The Most Common Causes of Stress Amongst University Students Are;
- Greater academic demands and changes in learning and teaching methods from second level
- Being on one’s own away from home in a new environment with greater responsibilities and decision-making
- Financial responsibilities
- Exposure to new people, temptations and pressure of ‘fitting in’ with new peers
- Substance abuse may contribute to feelings of anxiety and stress, and decrease coping mechanisms
- Awareness of one’s sexual identity and orientation
- Preparing for life after graduation and future career
It is important that you keep an eye out for common symptoms listed below which may indicate your stress levels are getting too high and need to be managed;
- Memory problems
- Inability to concentrate
- Poor judgement
- Seeing only the negative
- Anxious or racing thoughts
- Constant worrying
- Irritability or short temper
- Sense of fear & panic
- Agitation, inability to rela
- Feeling overwhelmed
- Sense of loneliness and isolation
- Depression or general unhappiness
- Aches and pains
- Diarrhoea or constipation
- Nausea, dizziness
- Chest pain, rapid heartbeat
- Loss of sex drive
- Weakened immune system e.g. frequent colds
- Eating more or less
- Sleeping too much or too little
- Isolating yourself from others
- Procrastinating or neglecting responsibilities
- Using alcohol, cigarettes, or drugs to relax
- Nervous habits (e.g. nail biting, pacing)
Top Stress Management Tips
Short periods of stress are normal and can often be resolved by simply completing a task that needs doing thus reducing your workload or by talking to others and taking time to relax.
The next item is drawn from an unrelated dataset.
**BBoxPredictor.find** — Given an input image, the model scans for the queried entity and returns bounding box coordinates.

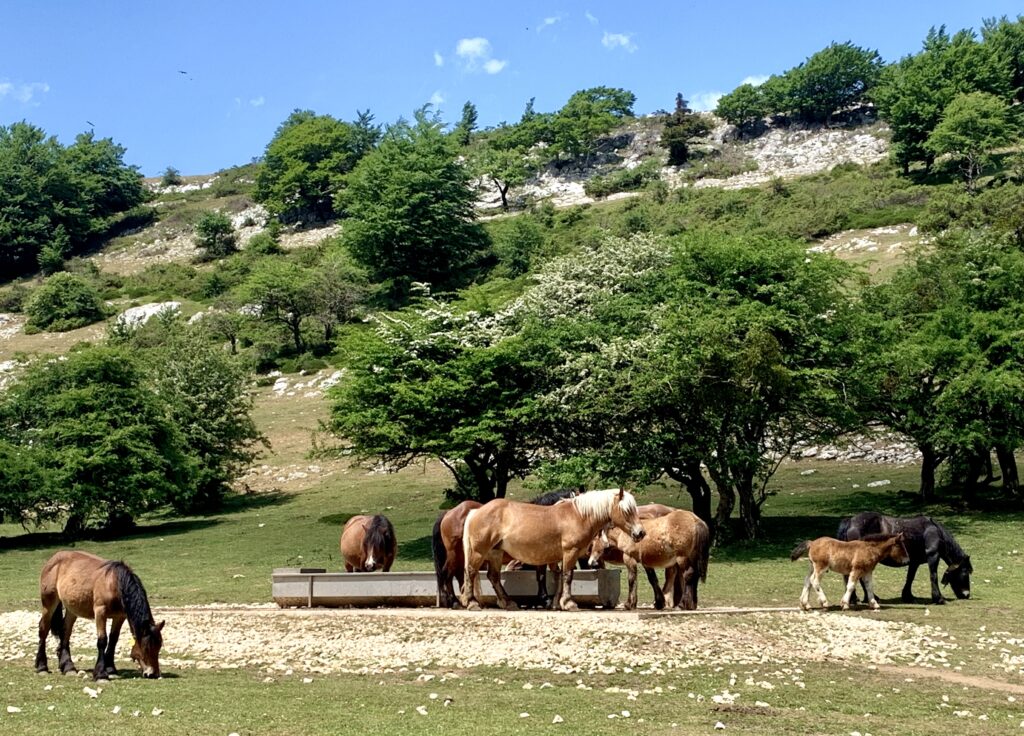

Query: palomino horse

One or more of the following suggestions might help:
- What in your life is making you anxious? - For example, is it exams, money or relationship problems? Try to resolve your problems and ease the pressure you’re under by talking to a friend, tutor or someone in your family.
- Have a healthier lifestyle - Eat well-balanced meals including plenty of fresh fruit and vegetables. Reduce your caffeine and sugar intake which can aggravate insomnia and anxiety, and get at least 7 hours sleep nightly and aim to do at least 20 minutes of aerobic exercise per day.
- Reduce intake of alcohol and drugs - These substances may cause headaches, poor concentration, decrease coping mechanisms, and add to depression.
- Spend time with friends and hobbies – Make sure to set aside regular time for these which can help you to relax.
- Relaxation and breathing exercises - May help you to relax such as meditation, mindfulness techniques yoga or tai chi.
- Get organised - Keep your study notes, living/study space and consequently your mind de-cluttered and organised.
If you find you are overwhelmed by your stress levels don’t struggle alone. Have a chat with a student counsellor in your university or visit your GP. Student counselling services usually have counsellors who specialise in stress and anxiety linked to exams, workload and other student issues. If you have a very busy schedule some universities provide online programs such as SilverCloud Health which you can access at any time to help you cope with stress and anxiety.
How you manage stress is the key to whether or not it develops into a mental health condition. If you learn to recognise the symptoms of stress and develop your own stress management techniques early on this will stand to you during your time at university and help you get the best out of university life.